The following introductions each have their own research goals and scope of analysis. The introduction from a synchronic perspective offers a broad view of the exodus narrative (Exod 1:1–15:21), in accordance with the scope of this commentary. The introduction from a diachronic perspective, on the other hand, treats the entire book of Exodus. This is because the stages that underlie the final form of the text consist of compositions that are not limited to the first part of the book of Exodus. In some cases, the decisive evidence for the presence of a layer of literary extension is found in Exod 16–40; as such, a comprehensive view of the text is required in order to successfully sketch the literary history of the book.

A. The Biblical Exodus Narrative – A Synchronic Analysis

1. “Synchronic Interpretation” as Literary-Aesthetic Interpretation

The term “synchronic” is firmly anchored yet only vaguely defined in biblical scholarship.

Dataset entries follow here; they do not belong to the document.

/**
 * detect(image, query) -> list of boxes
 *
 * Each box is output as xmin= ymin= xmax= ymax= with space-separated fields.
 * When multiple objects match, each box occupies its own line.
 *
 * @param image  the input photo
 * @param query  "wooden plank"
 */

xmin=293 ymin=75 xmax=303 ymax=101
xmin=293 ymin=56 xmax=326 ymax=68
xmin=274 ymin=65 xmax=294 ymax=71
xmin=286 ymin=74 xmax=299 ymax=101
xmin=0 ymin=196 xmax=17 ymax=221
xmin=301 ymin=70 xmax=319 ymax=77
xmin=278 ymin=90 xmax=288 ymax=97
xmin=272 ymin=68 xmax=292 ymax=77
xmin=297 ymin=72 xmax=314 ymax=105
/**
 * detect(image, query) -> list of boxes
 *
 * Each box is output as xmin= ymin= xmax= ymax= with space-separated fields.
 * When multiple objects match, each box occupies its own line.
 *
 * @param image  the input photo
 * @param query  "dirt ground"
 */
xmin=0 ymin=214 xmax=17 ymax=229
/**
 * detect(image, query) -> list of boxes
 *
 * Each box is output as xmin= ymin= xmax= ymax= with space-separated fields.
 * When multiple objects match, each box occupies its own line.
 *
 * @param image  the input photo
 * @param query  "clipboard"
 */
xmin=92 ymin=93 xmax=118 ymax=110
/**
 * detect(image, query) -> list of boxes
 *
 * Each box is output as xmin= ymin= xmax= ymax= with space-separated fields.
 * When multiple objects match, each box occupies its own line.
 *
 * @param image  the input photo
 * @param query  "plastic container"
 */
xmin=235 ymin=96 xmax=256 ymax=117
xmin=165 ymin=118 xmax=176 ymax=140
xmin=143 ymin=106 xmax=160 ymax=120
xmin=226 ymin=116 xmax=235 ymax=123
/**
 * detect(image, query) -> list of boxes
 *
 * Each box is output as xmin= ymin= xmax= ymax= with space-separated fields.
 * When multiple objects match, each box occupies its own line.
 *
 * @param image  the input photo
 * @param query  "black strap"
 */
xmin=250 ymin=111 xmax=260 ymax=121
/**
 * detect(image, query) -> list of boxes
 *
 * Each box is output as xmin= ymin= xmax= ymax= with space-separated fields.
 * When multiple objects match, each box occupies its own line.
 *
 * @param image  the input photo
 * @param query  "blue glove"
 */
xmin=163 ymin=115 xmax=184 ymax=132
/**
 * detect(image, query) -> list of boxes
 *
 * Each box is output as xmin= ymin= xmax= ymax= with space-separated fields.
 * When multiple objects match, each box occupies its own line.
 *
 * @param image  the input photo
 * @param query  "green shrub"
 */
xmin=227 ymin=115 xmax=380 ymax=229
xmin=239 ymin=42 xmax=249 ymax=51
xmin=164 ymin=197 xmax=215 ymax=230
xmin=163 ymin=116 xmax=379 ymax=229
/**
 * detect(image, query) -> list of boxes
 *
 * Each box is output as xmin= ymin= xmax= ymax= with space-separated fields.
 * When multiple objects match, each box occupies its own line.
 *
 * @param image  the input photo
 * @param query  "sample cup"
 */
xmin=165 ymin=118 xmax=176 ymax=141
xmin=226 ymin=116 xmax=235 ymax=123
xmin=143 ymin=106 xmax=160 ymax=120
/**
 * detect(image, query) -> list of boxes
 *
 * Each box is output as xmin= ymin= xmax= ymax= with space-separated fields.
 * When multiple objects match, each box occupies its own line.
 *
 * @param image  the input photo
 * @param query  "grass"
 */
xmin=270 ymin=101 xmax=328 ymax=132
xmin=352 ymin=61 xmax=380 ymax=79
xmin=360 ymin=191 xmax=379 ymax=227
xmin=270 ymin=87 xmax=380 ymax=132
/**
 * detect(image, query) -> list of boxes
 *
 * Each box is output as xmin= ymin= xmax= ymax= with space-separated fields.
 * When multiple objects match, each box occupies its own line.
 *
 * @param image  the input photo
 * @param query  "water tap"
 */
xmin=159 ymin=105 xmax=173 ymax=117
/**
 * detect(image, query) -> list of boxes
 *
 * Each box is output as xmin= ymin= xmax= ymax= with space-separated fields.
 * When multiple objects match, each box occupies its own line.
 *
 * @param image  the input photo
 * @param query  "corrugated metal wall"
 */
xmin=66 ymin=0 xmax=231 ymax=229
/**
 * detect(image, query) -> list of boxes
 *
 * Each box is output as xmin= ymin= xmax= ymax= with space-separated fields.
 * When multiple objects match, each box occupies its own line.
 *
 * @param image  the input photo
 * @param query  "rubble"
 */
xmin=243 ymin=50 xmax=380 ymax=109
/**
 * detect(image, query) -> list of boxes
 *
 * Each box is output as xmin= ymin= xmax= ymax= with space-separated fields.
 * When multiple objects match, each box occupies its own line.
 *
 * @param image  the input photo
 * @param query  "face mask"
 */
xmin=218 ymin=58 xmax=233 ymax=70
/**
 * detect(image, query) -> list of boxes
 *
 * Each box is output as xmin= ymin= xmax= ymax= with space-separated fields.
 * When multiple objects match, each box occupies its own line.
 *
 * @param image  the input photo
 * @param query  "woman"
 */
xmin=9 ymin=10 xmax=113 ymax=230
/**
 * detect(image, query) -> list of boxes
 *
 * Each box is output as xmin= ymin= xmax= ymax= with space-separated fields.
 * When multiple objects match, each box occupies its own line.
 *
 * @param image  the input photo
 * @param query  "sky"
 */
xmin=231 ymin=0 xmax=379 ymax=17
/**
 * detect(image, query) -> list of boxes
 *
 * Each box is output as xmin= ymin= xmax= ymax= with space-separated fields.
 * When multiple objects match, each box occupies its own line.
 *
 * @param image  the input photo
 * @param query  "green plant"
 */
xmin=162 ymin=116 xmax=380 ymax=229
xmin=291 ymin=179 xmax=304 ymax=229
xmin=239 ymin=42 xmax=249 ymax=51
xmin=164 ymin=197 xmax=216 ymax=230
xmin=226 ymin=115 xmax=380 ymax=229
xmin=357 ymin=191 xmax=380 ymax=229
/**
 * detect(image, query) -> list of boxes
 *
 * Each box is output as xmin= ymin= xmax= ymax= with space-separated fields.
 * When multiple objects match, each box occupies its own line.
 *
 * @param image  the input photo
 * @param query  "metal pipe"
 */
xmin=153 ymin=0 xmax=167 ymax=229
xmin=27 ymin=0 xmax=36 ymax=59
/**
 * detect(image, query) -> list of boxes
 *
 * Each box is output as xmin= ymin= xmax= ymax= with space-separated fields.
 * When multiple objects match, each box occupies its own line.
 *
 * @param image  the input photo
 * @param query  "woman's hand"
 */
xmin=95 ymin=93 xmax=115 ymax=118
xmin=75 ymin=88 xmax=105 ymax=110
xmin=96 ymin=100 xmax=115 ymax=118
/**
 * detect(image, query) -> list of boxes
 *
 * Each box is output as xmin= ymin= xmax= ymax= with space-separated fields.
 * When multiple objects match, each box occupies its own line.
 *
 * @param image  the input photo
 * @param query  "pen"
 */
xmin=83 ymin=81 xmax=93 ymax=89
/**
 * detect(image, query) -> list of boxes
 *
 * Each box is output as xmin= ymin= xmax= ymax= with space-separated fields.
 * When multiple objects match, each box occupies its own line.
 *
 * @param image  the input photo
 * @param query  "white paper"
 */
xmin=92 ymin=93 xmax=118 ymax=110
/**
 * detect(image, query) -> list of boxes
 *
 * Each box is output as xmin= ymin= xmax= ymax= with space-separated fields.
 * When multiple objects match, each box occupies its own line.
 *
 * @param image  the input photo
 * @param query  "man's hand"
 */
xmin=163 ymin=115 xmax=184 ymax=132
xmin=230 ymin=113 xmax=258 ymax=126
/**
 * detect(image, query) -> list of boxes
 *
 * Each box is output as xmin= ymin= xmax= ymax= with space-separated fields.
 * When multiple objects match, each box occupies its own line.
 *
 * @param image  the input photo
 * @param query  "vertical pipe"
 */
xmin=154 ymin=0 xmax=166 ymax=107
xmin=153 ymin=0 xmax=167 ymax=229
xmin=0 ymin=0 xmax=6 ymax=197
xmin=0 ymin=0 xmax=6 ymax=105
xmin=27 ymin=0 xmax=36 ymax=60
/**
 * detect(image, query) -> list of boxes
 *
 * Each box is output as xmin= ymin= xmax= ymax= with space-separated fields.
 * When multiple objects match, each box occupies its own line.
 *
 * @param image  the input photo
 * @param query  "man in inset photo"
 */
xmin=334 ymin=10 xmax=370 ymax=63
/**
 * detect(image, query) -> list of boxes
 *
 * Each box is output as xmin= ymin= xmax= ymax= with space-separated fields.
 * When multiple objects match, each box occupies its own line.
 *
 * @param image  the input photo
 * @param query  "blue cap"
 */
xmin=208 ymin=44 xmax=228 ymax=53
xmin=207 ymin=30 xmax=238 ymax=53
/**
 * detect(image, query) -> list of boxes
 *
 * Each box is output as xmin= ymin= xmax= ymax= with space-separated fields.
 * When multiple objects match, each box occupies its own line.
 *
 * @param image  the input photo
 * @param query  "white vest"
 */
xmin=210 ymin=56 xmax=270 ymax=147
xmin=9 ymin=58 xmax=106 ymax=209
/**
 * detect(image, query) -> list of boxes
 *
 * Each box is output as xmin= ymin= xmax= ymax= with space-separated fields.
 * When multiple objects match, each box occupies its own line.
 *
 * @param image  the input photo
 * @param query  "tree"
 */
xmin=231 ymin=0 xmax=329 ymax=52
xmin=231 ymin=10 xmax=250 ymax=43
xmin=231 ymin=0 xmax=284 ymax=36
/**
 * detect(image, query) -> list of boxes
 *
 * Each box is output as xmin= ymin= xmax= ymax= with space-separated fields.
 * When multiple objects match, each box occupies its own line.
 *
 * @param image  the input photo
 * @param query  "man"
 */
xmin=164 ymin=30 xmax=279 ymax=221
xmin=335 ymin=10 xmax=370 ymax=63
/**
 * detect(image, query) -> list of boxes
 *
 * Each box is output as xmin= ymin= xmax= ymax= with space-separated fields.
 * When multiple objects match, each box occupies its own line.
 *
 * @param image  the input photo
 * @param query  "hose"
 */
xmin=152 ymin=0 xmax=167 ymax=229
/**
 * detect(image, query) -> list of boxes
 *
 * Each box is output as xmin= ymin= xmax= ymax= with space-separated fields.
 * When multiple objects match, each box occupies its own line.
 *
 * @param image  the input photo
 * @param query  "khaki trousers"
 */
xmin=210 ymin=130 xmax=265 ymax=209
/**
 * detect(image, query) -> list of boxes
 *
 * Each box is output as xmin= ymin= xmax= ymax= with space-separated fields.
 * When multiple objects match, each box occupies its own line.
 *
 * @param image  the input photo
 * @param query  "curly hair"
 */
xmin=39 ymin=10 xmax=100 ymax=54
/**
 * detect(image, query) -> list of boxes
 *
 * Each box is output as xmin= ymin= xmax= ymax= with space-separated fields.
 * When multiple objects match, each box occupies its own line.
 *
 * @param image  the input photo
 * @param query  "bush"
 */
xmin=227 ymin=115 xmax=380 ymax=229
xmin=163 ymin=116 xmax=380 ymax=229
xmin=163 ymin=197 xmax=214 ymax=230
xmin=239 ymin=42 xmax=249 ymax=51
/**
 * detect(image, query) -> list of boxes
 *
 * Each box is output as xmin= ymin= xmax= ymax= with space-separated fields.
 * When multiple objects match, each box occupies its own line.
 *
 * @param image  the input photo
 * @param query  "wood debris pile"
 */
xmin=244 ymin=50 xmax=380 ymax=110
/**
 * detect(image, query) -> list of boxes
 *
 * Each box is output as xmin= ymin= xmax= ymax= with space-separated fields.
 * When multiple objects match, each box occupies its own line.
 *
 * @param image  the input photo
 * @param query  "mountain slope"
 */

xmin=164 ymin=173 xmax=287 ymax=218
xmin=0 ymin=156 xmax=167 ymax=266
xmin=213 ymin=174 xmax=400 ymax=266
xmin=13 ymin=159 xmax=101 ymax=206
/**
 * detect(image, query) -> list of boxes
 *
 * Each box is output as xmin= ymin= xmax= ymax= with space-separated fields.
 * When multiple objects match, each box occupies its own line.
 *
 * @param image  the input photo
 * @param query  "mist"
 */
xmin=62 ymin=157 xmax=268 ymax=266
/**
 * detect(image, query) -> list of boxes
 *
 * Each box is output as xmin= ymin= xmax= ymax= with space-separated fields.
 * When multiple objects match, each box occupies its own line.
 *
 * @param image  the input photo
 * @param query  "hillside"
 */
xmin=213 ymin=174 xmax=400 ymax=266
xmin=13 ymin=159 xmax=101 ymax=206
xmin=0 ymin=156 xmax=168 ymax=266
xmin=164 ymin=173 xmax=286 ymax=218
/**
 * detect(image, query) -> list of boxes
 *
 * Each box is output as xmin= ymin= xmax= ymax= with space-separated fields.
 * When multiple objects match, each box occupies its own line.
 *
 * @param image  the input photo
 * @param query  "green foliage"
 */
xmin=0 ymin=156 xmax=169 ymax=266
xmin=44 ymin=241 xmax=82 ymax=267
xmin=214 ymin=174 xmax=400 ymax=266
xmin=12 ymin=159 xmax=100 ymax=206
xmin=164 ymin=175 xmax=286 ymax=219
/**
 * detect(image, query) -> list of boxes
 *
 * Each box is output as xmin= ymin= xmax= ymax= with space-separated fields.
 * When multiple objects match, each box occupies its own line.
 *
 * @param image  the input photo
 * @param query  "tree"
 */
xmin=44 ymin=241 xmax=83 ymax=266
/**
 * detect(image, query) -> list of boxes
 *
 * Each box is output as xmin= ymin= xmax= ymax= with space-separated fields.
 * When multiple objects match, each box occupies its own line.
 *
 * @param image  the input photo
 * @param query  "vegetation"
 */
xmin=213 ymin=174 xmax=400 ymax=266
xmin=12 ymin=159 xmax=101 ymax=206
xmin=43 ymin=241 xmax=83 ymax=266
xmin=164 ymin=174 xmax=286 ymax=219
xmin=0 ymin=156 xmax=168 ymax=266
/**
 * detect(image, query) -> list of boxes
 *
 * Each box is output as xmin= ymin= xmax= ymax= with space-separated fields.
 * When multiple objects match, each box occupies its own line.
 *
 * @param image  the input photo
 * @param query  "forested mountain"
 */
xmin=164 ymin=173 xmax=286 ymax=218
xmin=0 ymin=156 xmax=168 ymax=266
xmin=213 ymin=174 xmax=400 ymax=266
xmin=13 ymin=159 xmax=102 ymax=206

Though we cannot repeat the debate here,1 it is nevertheless necessary to give a brief account of the way this commentary understands the term.

Synchronic Interpretation in Exodus Commentaries

In addition to this, it is helpful to cast a glance next at the significance of synchronic interpretation for more recent commentaries on the book of Exodus.2 Synchronic interpretation has now firmly established itself in the discipline; nevertheless, the understanding of this perspective is variously accentuated and often is defined in contrast to a diachronic perspective (cf. section B.1. of this introduction for the diachronically oriented commentaries).

Of these commentaries, the first to be mentioned is Das Buch Exodus by the Jewish scholar and Rabbi Benno Jacob. This comprehensive book was written in German between 1934 and 1944. Because its author had to flee Nazi Germany it has only been accessible in a restored German edition since 1997. The commentator orients himself towards the extant Hebrew text, which he analyzes in light of an intimate knowledge of the classical Jewish interpretive literature and with great linguistic precision. Benno Jacob’s primary concern is to work out the “religious thoughts and intentions” of the Torah, “according to which the narrative has been shaped in the way it has and not in some other way.”3 This point of view is combined with a healthy scepticism towards historically analytical biblical scholarship that has its source in Christian Protestantism. In particular, Jacob vehemently rejects the theory of literary sources, which at the time of his writing was almost the only dominant theory.